Ardından yükseköğrenimi için İstanbul Üniversitesi Siyasal Bilimler Fakültesi Kamu Yönetimi Bölümü’nü tercih etti. Yine aynı üniversitede, İktisat Fakültesi Sosyal Siyaset Bölümü’nde master yaptı…
Ancak gönlünü de sanata kaptırmıştı çoktan. Beyazıt’ın dili olsa da konuşsaydı. Muhakkak Mehmet Çebi'nin sahaflarda, Çınaraltı’nda geçirdiği zamanları inci gibi dizili anlatırdı. Memlekette çok siyasal mezunu var diye düşündü. Sevdiği, onu mutlu eden işin peşinden gitmeye karar verdi.
KOLEKSİYONERLİĞE ADIM ADIM
Mehmet Çebi, henüz lise sıralarında bir öğrenciyken hat sanatına duyduğu ilgi ile sonunu henüz kestiremediği bir yola meraklı adımlarla giriş yapmıştı.
1986’da başladığı üniversite eğitimini İstanbul Üniversitesi Beyazıt Kampüsü’nde almasıyla adımları perçinledi. Zamanı Çınaraltı’nda sahaflarda geçiyordu. Katıldığı bir televizyon programında, “Arada okula da uğruyorduk.” diye esprili bir dille anlatacaktı geçen zamanı.
Bugün lise ve üniversite kitaplarının satıldığı mekan olarak değer gören sahaflar, o zaman sanatın konuşulduğu ve değerlendirildiği yerlerdi. Çınaraltı’nda, tespih ve saat türünde eşyalar satılırken, sahaflarda hat levhaları, elyazması kitaplar, taş baskılar, fermanlar bulunurdu.
Çebi'nin lise sıralarından buralara taşıdığı bu merak, burada yeni dostlar edindikçe ilgisini daha da artırmıştı.

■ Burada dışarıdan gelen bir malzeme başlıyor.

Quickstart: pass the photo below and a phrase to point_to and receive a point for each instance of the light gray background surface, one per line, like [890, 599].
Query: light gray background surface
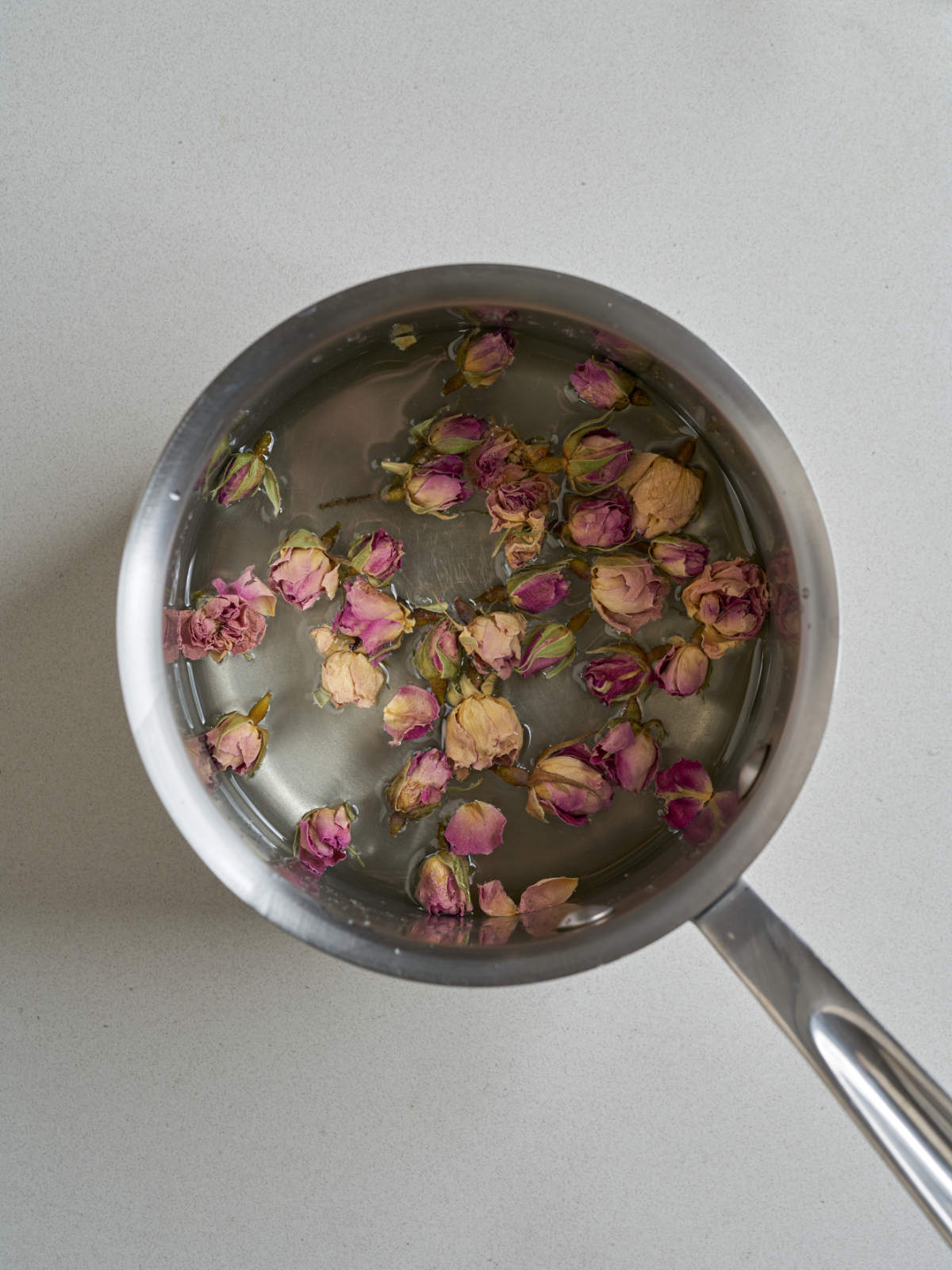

Öyle çok anısı oluşuyordu ki… Sahaflarda 1 numarada hemen girince solda Turan Türkmenoğlu diye bir abisi, en değerlilerinden biriydi. Ona gelen çok değerli Osmanlı Dönemi hattatları ve eserlerine bakmalara doyamazdı.

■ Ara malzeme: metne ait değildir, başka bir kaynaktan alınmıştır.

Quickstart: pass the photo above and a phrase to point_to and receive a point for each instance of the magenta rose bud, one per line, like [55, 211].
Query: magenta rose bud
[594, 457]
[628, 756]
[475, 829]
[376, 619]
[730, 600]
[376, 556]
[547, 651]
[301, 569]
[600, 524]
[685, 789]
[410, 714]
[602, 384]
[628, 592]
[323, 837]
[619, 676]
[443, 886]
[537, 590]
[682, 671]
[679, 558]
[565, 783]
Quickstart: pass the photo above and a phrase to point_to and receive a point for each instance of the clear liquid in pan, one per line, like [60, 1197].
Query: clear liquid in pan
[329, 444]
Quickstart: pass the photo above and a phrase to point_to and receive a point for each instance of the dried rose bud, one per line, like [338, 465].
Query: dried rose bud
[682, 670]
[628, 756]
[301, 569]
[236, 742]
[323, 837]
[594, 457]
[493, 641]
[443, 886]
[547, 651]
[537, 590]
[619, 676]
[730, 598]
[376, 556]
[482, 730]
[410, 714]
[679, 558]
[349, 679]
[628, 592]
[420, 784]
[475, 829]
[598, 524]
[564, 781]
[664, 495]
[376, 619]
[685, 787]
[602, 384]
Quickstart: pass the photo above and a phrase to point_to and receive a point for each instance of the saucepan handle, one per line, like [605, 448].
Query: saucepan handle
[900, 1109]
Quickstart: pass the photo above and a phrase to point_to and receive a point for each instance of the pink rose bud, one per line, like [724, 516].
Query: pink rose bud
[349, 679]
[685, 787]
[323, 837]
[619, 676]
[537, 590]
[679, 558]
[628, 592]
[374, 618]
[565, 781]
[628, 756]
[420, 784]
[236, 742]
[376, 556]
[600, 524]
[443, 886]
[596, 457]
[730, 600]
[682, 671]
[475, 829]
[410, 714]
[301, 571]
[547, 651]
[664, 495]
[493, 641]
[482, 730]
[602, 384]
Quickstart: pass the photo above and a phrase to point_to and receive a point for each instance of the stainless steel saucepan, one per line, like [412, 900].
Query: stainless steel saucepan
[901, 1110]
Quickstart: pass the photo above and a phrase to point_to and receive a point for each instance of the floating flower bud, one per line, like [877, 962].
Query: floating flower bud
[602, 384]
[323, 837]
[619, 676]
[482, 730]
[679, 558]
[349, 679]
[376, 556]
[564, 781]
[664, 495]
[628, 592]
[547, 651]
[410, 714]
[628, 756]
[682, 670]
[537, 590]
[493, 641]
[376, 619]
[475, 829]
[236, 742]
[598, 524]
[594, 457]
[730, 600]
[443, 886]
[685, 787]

Bir başka sahaf Sinan Abi’sinden şöyle bir şey öğrenmişti:
"Onlar, bugün müzayedelerde satılan beratları, fermanları, 1980’lerde, iyi mal sattıkları müşterilerine, sattıkları malı paketleyerek hediye ederlermiş."
Ve derlermiş ki:
"Bakın bu güzel bir şey. Kıymetli bir pahası olmasa da, bu size hediyemiz…"
SATIN ALDIĞI İLK PARÇANIN HİKAYESİ
Mehmet Çebi’nin üniversitede öğrenci olduğu, sahaflardan çıkamadığı yıllardı. Ama şimdiye dek bir şeyde satın almamıştı...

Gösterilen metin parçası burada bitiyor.